収入・支出・財産の状況も分かる範囲で伝える

収入が分かる資料、家賃・光熱費など主な支出、財産の状況も、分かる範囲で伝えましょう。生活費が不足している場合を含め、新たな借入れで返済をつなぐ前に、現在の収入・支出と返済額を率直に相談することが大切です。

資料が足りない場合でも、何が分からないかを伝えれば相談の入口になります。手続名を先に決めるのではなく、現状を説明して選択肢と対応範囲を確認しましょう。

債務整理に関するよくある質問

任意整理は司法書士と弁護士のどちらでも依頼できますか?

弁護士への依頼を検討できる一方、認定司法書士へ依頼できるかは、担当者が認定司法書士であることに加え、個別の債権ごとの価額が代理権の範囲内かなどによって確認が必要です。借入総額だけで判断せず、債権者ごとの残高を示して相談してください。

自己破産や個人再生を検討している場合は何を確認すべきですか?

希望する手続、書類作成、申立て、裁判所とのやり取りについて、誰がどのような支援を行うのかを確認してください。自己破産・個人再生は裁判所を利用する手続であり、裁判所は申立てに関する個別相談には応じていません。

費用が用意できなくても相談できますか?

相談料や費用の支払い方法は依頼先ごとに異なるため、予約時に確認してください。法テラスには、経済的に余裕がない人などを対象として、無料法律相談や弁護士・司法書士費用等の立替えを行う民事法律扶助制度があります。

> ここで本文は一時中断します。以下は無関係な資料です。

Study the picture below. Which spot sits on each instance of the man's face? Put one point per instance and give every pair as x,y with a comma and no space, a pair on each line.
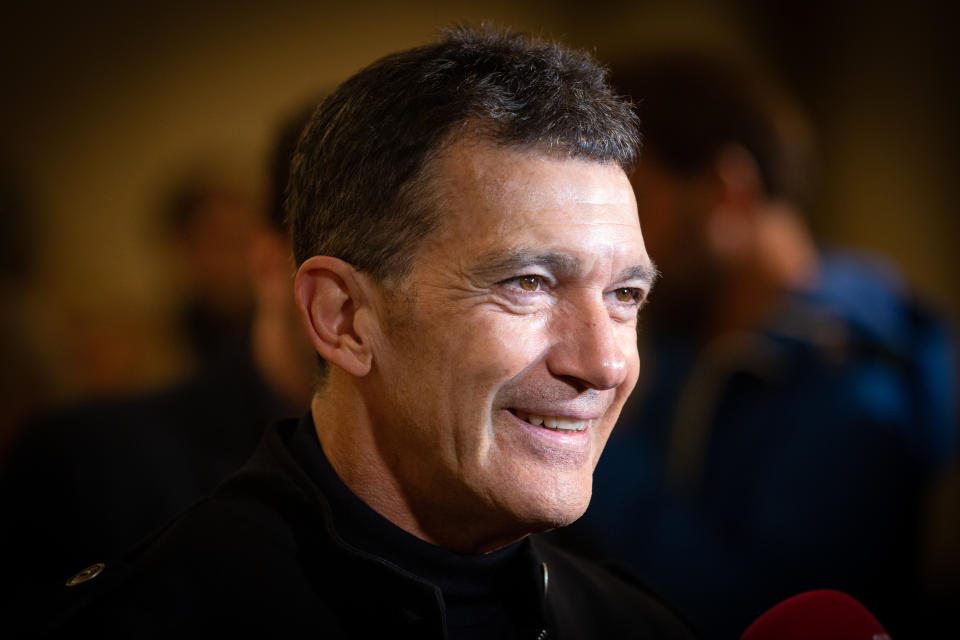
512,347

ただし、利用には収入・資産などの条件があり、立替制度には審査が必要です。

参考にした公的機関・公式情報

基準日:2026年8月19日。債務整理の可否、手続、費用、対応範囲は、借入状況、債権者ごとの債務額、収入、財産、保証人の有無などにより異なります。個別事情については、弁護士または司法書士へ相談してください。